Stefano Masetti è uno degli chef che fa parte della scuderia di Otto in Cucina dove ha tenuto e tiene diversi corsi particolari come quello sui cereali, sul miele, sulla "Cucina agrodolce" e "Non il solito pesto".
Noi lo chiamiamo "lo chef alternativo" per lo stile di insegnamento e per l’originalità delle ricette proposte. Il suo marchio di fabbrica, infatti, è quello di creare un ambiente rilassante durante la lezione attraverso lo stile pacato e un piacevole sottofondo musicale, durante il quale è molto prodigo di consigli e spiegazioni sulla versatilità delle tecniche culinarie, aprendo così dialoghi e conversazioni con gli allievi.
Origini ferraresi, attento professionista, lunga esperienza e passione per ingredienti semplici e genuini. Per Masetti la cucina, prima di diventare il lavoro della sua vita, è stata una necessità e un mezzo per mantenersi in un Paese lontano dall’Italia. Racconta, infatti, che durante uno dei suoi viaggi all’estero, decise di prolungare il soggiorno e dovette lavorare in ristoranti italiani, pulendo verdure e facendo altri lavori umili.
Tornato in Italia, frequenta il corso serale presso l’Istituto alberghiero di Ferrara ma poi consegue il diploma all'IPSAR di Cervia dove, intanto, si è trasferito per lavorare come cuoco in un noto ristorante locale. In questi anni, tra studio e pratica, la cucina diventa il lavoro della sua vita e, con il tempo, si arricchisce con stage formativi, ricerca e studio di testi, con fiere di settore ma - soprattutto - lavorando in diversi ristoranti a contatto con chef e i colleghi.
«Per me - afferma Masetti – accanto alla tecnica professionale ed alla conoscenza dei 5 gusti fondamentali, è necessario creare una sinergia con tutti i produttori e fornitori di prodotti enogastronomici della zona in cui lavoriamo.

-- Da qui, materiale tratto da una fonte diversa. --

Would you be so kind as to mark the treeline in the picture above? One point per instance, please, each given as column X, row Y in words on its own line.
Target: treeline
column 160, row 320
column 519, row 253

Il risultato è una cucina identitaria, che racconti le tradizioni e le unicità di quella gente».
Il confine tra tradizione ed innovazione in cucina, per Stefano, è molto stretto perché, anche se ritiene che si possa innovare adoperando macchinari altamente tecnologici o investendo nella formazione delle risorse umane, non si fa altro che tramandare qualcosa che già esiste e che viene solo presentato in modo diverso, accorciando i tempi di esecuzione.
Gli stessi ingredienti tipici della sua cucina non sono prodotti stravaganti ma è abituato a lavorare con una dispensa molto esigua in cui non mancano mai elementi semplici come l’aceto di vino, il miele e la farina. Il resto lo compiono il talento e la vena creativa del cuoco.
Gli abbiamo chiesto quali sono le doti che deve avere un bravo chef e cosa consiglia ai giovani che vogliono intraprendere questo lavoro. «Sicuramente – dice – è necessaria una spiccata sensibilità, una sana pazzia e molta fantasia. Poi mettiamoci un pò di coraggio nell'armeggiare con fuoco, temperature e coltelli affilati e la consapevolezza che, mentre tu fai tutto questo, gli altri amici si divertono. L’unico consiglio che potrei dare è quello di non diventare chef a meno che non lo si abbia come vocazione».